PG&E has already greatly expanded its rate of groundwater extraction and agricultural treatment in the northern half of the plume, above the rate that had existed in previous years. This expansion, together with other ongoing measures such as injecting a barrier of fresh water outside the plume, has significantly enhanced our ability to control and reduce plume boundaries. In addition, initial extension of our in-situ treatment systems has taken place, expanding our ability to create zones where chromium in groundwater is treated and removed.
Meanwhile, PG&E has greatly stepped up its community outreach efforts at Hinkley, in recognition of the high level of interest generated by this project. We have increased the coverage of our programs to sample domestic water wells and provide bottled drinking water to residents located outside of the plume who may still have concerns about drinking water in this area. We have established an outreach office within the community and we have begun holding open house meetings to listen to community members and answer their questions regarding our programs. In addition, we have established a Community Advisory Committee, composed of local residents, that meets publicly each month, to advise, share concerns with and provide direct input to PG&E on its environmental and community programs at Hinkley.
PG&E also continues to apply sustainability principles at a growing number of our remediation projects, building on a pilot program developed with the DTSC in 2009. We have worked with the DTSC to develop standard guidance for identifying, implementing and measuring site-specific best management practices, which we expect to finalize in 2011 and apply across our environmental remediation program.
Examples of these best management practices include employing equipment that uses cleaner fuels, limiting the idling time of vehicles and the use of heavy load vehicles and adopting strategies to reduce the total volume of wastes created during the investigation and cleanup stages.

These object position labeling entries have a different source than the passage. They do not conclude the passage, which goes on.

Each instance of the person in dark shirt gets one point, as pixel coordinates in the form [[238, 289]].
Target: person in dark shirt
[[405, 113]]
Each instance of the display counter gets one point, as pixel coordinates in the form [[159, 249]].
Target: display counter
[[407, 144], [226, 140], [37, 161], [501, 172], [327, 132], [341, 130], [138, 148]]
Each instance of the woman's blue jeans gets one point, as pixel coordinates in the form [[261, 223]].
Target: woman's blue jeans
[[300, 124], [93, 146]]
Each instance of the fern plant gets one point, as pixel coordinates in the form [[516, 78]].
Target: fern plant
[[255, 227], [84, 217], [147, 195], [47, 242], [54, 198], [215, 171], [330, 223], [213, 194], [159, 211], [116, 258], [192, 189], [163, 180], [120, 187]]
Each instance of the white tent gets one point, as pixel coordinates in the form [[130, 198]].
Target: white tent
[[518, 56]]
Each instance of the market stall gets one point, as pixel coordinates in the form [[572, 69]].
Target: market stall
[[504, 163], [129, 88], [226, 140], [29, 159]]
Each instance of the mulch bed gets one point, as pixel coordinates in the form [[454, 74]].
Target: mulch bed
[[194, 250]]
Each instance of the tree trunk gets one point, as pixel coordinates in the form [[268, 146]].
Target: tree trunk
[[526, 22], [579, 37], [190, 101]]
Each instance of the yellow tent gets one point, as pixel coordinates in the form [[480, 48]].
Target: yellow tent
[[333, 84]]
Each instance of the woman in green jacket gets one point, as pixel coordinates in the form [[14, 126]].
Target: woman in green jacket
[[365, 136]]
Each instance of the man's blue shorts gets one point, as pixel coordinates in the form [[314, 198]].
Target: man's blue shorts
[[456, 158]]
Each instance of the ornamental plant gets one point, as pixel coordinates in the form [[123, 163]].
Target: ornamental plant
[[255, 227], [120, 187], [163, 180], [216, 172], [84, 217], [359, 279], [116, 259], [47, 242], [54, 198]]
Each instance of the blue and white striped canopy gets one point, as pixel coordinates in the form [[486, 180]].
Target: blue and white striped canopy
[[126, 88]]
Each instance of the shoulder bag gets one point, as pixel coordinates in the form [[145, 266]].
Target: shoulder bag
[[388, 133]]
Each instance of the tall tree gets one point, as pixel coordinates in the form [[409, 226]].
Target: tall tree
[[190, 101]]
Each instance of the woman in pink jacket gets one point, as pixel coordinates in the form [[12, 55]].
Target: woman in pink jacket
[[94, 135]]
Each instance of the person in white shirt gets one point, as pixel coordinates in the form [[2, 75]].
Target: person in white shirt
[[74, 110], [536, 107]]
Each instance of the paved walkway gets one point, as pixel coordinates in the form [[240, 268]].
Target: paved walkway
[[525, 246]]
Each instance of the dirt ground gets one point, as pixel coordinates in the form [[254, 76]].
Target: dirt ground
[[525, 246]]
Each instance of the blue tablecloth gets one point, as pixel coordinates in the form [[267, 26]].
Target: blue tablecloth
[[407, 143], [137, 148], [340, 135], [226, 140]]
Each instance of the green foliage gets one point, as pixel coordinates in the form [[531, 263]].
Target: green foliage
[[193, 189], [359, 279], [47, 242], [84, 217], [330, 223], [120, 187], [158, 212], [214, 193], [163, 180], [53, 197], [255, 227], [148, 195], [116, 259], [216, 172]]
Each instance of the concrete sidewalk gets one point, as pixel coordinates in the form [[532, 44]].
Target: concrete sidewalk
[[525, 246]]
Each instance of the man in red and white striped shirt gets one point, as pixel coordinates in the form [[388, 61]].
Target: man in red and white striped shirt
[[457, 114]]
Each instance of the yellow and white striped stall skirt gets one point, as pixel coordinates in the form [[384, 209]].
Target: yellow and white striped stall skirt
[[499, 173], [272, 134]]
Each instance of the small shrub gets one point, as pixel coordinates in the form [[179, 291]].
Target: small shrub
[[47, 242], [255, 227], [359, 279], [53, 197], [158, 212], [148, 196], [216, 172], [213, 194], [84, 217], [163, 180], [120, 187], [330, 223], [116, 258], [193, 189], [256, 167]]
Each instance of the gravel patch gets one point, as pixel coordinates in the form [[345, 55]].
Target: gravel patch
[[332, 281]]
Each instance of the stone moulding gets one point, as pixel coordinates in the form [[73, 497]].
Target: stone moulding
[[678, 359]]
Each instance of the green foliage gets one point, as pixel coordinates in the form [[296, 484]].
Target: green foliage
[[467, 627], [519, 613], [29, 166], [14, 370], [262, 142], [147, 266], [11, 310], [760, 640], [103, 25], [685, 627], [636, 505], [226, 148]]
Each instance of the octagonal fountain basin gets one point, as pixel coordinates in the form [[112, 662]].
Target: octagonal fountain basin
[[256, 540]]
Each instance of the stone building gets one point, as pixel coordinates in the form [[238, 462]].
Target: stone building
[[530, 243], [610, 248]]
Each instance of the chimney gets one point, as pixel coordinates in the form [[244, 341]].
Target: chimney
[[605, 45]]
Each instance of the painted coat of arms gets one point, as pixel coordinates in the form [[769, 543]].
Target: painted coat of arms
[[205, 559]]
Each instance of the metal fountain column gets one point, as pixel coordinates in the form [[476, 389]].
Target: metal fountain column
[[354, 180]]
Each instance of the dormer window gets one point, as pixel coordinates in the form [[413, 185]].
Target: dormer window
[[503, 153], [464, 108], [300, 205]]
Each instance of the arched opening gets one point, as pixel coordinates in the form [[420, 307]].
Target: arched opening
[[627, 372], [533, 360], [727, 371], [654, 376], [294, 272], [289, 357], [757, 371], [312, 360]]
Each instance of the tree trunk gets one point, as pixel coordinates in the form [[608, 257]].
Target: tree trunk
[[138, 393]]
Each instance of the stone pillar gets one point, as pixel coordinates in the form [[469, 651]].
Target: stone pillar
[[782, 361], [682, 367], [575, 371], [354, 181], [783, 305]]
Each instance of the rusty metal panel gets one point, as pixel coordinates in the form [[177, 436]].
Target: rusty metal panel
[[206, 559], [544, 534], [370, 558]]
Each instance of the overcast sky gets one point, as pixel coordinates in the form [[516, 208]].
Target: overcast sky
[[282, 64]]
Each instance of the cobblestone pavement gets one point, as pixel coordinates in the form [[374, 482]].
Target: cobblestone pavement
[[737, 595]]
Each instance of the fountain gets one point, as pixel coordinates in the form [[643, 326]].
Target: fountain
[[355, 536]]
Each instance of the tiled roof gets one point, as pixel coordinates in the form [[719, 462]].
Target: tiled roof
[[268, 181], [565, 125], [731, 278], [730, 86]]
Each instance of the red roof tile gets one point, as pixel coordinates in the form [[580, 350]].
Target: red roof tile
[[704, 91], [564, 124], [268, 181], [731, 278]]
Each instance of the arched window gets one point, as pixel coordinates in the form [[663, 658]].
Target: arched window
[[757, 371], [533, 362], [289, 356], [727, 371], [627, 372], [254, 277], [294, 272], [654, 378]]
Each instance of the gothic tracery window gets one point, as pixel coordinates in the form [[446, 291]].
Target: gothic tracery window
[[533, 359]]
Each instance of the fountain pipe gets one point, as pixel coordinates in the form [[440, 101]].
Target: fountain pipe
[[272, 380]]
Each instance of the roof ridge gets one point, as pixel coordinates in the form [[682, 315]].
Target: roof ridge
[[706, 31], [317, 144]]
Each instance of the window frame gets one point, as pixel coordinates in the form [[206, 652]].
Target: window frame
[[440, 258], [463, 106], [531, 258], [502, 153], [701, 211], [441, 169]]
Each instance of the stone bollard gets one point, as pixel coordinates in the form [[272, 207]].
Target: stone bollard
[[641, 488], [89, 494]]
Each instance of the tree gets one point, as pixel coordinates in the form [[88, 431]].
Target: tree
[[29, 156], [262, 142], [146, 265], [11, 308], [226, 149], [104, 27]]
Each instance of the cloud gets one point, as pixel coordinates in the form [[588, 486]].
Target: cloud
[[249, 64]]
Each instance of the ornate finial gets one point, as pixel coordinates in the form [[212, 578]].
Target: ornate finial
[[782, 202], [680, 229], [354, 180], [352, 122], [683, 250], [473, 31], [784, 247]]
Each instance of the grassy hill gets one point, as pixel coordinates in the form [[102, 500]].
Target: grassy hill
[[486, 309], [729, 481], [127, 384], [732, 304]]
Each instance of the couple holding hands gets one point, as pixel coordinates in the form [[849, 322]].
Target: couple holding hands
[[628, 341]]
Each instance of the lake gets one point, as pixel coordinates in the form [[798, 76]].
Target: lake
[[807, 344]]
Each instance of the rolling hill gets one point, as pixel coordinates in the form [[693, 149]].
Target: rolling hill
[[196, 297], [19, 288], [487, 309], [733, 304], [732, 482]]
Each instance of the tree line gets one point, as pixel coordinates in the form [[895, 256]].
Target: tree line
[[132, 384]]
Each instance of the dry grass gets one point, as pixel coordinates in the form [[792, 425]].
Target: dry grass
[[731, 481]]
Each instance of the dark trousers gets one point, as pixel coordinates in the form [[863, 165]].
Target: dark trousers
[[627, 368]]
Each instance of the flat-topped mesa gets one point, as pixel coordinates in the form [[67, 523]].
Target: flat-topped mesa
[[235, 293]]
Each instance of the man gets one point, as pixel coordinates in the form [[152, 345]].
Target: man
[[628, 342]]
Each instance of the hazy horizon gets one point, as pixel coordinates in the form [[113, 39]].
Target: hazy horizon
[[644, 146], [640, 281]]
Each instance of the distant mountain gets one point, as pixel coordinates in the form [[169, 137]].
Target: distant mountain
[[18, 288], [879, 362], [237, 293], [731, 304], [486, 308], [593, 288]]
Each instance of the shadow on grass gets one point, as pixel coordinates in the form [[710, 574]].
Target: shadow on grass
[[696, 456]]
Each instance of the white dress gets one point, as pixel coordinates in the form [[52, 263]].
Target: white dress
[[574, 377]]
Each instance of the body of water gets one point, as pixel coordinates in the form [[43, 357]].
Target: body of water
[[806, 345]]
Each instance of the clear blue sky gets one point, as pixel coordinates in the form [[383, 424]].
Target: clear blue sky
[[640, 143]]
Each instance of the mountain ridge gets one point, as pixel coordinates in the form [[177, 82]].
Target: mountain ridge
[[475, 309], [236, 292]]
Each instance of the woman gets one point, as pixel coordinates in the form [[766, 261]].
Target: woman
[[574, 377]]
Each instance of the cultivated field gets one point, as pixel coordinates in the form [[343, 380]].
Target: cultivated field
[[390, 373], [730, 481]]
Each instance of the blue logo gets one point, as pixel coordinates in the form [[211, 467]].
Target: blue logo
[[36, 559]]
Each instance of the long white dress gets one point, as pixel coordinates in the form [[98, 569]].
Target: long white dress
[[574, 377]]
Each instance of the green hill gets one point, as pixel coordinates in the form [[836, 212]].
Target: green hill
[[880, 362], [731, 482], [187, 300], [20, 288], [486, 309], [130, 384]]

They also include using local labor and proactively engaging with the local community, including supporting local businesses.
In 2010, PG&E applied these types of sustainable practices at more than 40 projects. For example, at the former PG&E MGP site in San Luis Obispo, we took a number of steps from our initial project planning and community outreach efforts to actual construction activities in the spring of 2010. As a result, we achieved measureable results that will inform our approach at other remediation projects.